Authors' response: The expected CAI is calculated analytically from the CAI values of 500 randomly generated sequences with the same G+C content and amino acid composition as the query sequences. However, the Monte Carlo approach is used to generate the random sequences, not to calculate the expected CAI. In this sense, please see also Question 15 at the FAQs section of the server http://genomes.urv.es/CAIcal/FAQs.html.

I did not find the example especially compelling, but this is a relatively minor criticism and I understand that it is likely that the authors would want to publish any especially interesting results separately from the description of the tool itself. However, it might be interesting to try to reproduce a well-known conclusion from existing work to show how much easier it is with this workflow than with pre-existing tools. There are many examples in the literature as CAI is such a widely-used technique.

The manuscript and the web site need substantial attention to the quality of the English. I have not corrected minor wording and grammatical errors in this version of the manuscript, but if the authors plan to publish this manuscript regardless of the above comments, I would definitely recommend careful attention to detail, and also removing formatting errors such as the text "Sub-heading for this section" on page 3. Overall, I think this is a good first attempt and could ultimately be revised into a useful contribution that is more suitable for publication.

Authors' response: After receiving your comments and the comments of the three additional referees, we have decided to rewrite the code, to revise the manuscript and to publish it. We would like to thank you again for your comments. We think that it is not necessary any further overhaul of the software, as we agree that some changes were necessary in the manuscript and in the source code of the standalone version, and have accordingly been performed.
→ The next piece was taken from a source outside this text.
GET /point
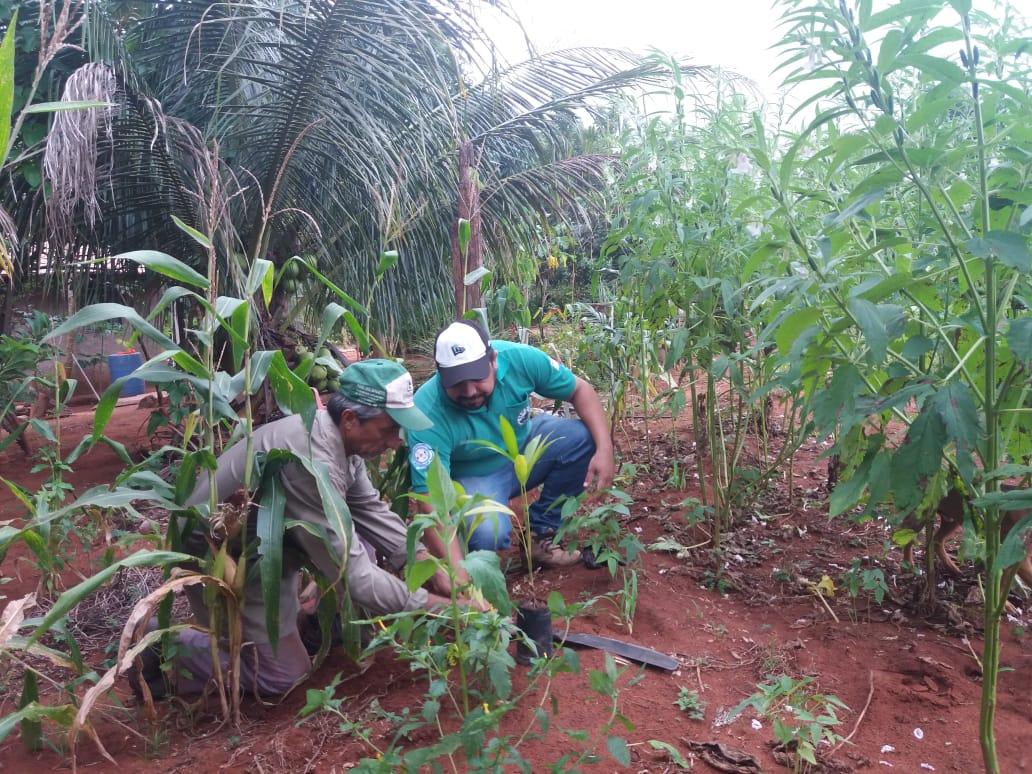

We are glad to acknowledge that the code is easier to read after introducing the comments you suggested. Additional changes in the manuscript include also a second revision of the quality of the English following the recommendations by the NIH Fellows Editorial Board, and some clarifications. We sincerely consider that we have addressed the criticism you raised to the previous version of the manuscript.

Reviewer's report 3 (second revision): Rob Knight, University of Colorado

The revised versions of the manuscript and software are significantly improved.

Reviewer's report 4: Shamil Sunyaev, Harvard Medical School

This manuscript presents a new online tool to compute codon adaptation index (CAI). Although there are several CAI calculators available online, this new server includes several additional features such as computation of expected CAI and visualization of changes in the CAI along the sequence. The authors also present an analysis of papilomavirus as an example of the server utility. In sum, the manuscript does not report any significant novel scientific findings but presents a tool potentially useful for the research community.